Alice hätte ihm in dem Moment am liebsten erwürgt, aber sie begnügte sich damit als Erwiderung ihm einen ihrer hochnäsigsten Blicke zu zuwerfen. Dann wandte sie sich Kyle und Marvin zu und ignorierte Alexandr. "Wir sind hier in München!" sagte sie "Was gibt es hier an jeder Straßenecke?"
"U-Bahnstationen!" sagte Kyle, betont heiter dem die Anspannung zwischen Alexandr und Alice nicht entging "Na klar!" Er sprach kurz mit Marvin und der nickte dann.
"Ich will ja nichts sagen aber wir haben in einer halben Stunde einen Termin!" erinnerte Alexandr ihn, seine Stimmung war auf einmal von einer Minute zur anderen in den Keller gezagt.

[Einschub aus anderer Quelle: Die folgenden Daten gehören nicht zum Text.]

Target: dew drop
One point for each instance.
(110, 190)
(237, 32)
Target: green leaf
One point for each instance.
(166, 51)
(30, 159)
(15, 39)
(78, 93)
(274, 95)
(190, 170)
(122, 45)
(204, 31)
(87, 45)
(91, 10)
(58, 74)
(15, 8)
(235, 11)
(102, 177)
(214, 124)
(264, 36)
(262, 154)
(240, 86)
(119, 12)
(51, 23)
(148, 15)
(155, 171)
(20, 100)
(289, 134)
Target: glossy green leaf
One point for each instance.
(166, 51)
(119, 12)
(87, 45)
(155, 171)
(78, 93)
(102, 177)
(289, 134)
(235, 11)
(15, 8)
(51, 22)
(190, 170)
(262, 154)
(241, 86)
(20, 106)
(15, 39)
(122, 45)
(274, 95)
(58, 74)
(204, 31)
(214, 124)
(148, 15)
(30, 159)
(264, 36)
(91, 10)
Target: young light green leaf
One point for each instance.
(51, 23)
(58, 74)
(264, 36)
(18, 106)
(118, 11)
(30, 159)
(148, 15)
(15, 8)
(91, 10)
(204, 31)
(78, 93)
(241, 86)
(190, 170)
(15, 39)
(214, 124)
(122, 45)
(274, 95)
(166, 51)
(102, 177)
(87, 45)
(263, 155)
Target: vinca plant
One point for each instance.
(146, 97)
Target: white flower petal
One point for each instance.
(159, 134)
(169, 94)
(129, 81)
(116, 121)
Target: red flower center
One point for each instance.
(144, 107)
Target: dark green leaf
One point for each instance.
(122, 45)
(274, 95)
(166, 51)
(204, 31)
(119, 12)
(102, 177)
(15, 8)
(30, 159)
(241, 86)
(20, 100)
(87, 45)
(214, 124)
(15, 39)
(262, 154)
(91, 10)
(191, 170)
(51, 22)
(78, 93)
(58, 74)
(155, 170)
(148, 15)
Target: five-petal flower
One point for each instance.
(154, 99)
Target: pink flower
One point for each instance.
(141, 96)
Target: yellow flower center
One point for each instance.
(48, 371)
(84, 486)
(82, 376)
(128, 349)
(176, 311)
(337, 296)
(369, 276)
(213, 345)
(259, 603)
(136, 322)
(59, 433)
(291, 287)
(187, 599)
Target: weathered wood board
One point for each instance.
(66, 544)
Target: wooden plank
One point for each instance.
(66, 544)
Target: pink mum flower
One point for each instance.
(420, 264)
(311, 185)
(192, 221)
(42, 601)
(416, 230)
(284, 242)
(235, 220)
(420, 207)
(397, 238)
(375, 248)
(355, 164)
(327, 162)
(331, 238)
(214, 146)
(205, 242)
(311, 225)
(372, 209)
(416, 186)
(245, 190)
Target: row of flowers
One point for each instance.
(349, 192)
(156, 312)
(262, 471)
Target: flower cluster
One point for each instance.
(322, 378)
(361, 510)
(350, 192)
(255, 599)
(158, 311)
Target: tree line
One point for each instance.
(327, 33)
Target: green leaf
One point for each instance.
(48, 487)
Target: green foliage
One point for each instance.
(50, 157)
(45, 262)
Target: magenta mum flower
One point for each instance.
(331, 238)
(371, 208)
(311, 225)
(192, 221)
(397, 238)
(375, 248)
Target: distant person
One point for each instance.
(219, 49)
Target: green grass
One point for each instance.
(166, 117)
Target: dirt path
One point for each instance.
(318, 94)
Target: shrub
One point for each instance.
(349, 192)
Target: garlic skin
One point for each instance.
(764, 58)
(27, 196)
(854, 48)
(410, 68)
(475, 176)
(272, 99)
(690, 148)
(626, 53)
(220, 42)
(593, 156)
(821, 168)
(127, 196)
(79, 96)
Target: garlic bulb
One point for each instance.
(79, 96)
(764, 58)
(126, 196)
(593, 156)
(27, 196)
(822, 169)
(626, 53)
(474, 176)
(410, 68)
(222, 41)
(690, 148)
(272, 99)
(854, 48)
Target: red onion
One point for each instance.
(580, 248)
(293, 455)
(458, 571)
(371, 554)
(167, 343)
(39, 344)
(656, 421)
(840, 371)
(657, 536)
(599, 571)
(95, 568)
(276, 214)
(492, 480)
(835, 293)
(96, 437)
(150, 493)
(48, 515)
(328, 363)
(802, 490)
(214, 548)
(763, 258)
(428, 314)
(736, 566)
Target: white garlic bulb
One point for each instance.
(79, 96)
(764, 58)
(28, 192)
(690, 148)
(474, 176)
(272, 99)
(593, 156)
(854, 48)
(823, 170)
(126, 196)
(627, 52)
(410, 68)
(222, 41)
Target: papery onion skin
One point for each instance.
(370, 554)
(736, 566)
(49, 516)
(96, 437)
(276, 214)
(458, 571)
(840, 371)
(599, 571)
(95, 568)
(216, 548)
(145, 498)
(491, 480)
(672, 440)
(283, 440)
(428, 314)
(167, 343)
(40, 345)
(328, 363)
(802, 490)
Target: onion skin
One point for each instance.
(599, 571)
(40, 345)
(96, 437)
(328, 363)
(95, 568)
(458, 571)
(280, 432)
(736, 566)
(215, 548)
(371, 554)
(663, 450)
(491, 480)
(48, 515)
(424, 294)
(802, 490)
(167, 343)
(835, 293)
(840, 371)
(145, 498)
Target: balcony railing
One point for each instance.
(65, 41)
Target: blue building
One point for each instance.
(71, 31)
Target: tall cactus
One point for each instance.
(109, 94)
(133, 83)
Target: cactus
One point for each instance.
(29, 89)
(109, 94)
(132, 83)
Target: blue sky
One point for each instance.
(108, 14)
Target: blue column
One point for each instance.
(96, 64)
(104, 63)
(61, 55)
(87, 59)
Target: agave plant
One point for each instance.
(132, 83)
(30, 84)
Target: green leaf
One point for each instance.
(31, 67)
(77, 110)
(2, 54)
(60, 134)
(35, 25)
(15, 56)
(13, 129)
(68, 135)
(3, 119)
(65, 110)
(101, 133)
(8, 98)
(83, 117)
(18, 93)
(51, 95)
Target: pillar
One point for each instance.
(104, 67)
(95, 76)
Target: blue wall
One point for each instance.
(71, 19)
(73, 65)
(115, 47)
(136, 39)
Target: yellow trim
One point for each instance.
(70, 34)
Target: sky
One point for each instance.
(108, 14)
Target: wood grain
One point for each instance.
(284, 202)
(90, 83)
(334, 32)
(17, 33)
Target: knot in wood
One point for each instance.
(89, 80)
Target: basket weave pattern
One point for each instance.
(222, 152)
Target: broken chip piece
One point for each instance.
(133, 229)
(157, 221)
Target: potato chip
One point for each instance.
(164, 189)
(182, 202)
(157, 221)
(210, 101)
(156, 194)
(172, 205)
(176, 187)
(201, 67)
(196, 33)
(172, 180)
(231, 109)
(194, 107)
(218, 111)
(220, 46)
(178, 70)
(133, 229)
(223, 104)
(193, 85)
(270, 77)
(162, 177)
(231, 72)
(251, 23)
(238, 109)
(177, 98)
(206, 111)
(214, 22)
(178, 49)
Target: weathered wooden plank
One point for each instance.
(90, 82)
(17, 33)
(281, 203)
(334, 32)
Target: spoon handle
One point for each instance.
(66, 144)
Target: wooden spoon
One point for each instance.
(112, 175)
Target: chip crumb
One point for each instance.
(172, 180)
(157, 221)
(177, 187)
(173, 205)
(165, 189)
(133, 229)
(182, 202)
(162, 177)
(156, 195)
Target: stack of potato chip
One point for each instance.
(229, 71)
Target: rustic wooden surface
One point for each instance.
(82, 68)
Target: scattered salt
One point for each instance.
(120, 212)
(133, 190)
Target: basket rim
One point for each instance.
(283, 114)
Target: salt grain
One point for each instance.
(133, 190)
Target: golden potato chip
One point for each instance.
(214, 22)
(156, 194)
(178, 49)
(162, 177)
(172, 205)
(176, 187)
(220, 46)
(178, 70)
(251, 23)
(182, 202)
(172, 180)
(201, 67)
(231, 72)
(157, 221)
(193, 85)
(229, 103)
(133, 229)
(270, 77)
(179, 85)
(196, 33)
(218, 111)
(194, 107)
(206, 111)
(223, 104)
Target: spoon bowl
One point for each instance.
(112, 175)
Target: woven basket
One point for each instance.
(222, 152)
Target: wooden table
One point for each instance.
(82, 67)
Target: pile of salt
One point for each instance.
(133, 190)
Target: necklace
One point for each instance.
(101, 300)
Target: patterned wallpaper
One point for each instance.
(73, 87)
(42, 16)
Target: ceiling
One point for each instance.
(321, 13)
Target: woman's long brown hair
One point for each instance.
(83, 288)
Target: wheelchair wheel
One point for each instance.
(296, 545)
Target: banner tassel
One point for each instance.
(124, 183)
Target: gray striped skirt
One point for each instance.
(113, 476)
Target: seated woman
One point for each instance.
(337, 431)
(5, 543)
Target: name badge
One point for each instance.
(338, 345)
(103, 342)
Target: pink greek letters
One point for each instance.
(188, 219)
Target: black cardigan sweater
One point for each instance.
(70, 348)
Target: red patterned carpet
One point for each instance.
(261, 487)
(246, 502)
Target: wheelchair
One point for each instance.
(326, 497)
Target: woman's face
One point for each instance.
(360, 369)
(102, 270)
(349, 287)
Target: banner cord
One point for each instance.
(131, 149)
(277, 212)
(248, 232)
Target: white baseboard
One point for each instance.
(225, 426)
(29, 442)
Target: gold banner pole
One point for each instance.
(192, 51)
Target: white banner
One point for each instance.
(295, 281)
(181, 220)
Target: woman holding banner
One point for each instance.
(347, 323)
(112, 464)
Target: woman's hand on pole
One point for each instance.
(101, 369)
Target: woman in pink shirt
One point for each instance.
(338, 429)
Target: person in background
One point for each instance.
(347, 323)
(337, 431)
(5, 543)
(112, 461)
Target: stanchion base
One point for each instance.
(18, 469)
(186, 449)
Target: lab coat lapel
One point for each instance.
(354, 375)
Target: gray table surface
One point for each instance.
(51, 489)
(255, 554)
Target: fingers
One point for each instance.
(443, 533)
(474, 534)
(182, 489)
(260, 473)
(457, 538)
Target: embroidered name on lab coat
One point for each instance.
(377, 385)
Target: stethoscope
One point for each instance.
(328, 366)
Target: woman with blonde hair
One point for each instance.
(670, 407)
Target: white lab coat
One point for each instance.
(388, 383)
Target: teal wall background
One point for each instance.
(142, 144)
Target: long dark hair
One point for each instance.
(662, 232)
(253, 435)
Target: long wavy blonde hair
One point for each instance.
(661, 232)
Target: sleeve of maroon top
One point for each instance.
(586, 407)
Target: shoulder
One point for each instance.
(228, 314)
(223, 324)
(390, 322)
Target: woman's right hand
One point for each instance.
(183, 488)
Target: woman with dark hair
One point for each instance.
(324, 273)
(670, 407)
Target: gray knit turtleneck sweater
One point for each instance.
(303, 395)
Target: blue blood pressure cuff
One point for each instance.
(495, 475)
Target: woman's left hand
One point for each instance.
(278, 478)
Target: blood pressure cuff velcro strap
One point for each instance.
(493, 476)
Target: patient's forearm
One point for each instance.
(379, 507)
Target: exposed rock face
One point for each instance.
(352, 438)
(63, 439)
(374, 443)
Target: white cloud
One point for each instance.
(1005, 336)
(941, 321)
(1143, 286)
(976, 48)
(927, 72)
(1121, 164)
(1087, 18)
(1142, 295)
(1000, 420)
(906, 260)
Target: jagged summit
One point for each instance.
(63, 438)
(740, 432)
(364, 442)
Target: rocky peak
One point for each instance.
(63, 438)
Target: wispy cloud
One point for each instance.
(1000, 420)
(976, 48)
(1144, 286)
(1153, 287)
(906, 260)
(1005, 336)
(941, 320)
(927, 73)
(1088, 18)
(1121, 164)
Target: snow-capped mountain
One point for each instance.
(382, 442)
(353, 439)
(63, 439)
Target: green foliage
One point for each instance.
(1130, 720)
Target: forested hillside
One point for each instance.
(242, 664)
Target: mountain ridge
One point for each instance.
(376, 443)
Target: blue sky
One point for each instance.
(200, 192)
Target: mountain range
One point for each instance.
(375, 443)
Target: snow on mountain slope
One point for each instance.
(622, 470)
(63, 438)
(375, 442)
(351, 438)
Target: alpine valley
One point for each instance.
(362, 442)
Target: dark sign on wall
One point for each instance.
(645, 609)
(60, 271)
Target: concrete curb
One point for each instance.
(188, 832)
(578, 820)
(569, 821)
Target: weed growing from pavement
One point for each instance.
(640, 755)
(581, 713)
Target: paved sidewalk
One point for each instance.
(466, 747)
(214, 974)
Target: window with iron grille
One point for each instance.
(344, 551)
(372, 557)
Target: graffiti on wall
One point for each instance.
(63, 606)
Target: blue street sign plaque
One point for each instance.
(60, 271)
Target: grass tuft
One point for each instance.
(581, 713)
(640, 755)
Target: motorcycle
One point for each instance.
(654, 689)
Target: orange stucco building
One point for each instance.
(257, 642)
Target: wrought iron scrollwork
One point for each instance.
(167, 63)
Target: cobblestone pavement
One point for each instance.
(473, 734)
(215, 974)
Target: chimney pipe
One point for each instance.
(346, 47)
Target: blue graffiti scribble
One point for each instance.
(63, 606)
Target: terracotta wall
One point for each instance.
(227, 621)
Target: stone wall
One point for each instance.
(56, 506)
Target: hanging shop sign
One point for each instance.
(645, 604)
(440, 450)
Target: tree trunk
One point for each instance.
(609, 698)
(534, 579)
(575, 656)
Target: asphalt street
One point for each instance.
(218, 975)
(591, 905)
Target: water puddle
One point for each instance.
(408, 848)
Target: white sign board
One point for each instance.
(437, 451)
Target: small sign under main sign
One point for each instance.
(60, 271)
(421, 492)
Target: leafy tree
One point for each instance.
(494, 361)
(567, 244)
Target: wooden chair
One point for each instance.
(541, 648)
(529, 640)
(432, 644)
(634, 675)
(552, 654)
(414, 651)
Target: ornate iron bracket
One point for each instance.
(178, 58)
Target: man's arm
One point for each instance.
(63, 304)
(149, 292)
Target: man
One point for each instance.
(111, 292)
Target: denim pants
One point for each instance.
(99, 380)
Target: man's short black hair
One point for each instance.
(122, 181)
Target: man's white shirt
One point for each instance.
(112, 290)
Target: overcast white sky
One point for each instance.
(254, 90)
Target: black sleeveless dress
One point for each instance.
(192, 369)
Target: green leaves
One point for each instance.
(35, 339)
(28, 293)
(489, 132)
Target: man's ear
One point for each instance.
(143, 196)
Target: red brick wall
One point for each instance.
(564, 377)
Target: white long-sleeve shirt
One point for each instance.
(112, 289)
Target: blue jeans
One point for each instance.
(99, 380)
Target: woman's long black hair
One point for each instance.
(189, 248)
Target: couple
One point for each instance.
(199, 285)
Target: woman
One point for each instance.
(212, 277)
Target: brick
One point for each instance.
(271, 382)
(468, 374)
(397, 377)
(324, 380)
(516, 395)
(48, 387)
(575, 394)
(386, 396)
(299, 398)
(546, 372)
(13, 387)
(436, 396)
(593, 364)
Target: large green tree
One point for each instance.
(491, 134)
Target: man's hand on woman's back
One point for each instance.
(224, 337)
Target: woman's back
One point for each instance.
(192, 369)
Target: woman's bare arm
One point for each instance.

Mit dem Verlangen nach Alice hatte er schon den ganzen Tag zutun, aber es wurde von Minute zu Minute immer schlimmer und vorerst wollte er sich erst mal über einiges klar werden.
"Alice?"
"Sicher!"
Kyle unterhielt sich noch mal mit Marvin. Erklärte ihm das sie mit ihm mit der U-Bahn nach Hause fahren würden. Nachdem Marvin sie gemustert hatte und anscheinend zufrieden war mit dem was er sah, nickte er.
"Wir sehen uns später!" sagte Alexandr zu Alice. Das klang fast wie eine Drohung.
"Mmh!" antwortete sie unbestimmt und ging dann mit Marvin in die Richtung wo sie zuvor eine U-Bahnstation gesehen hatte.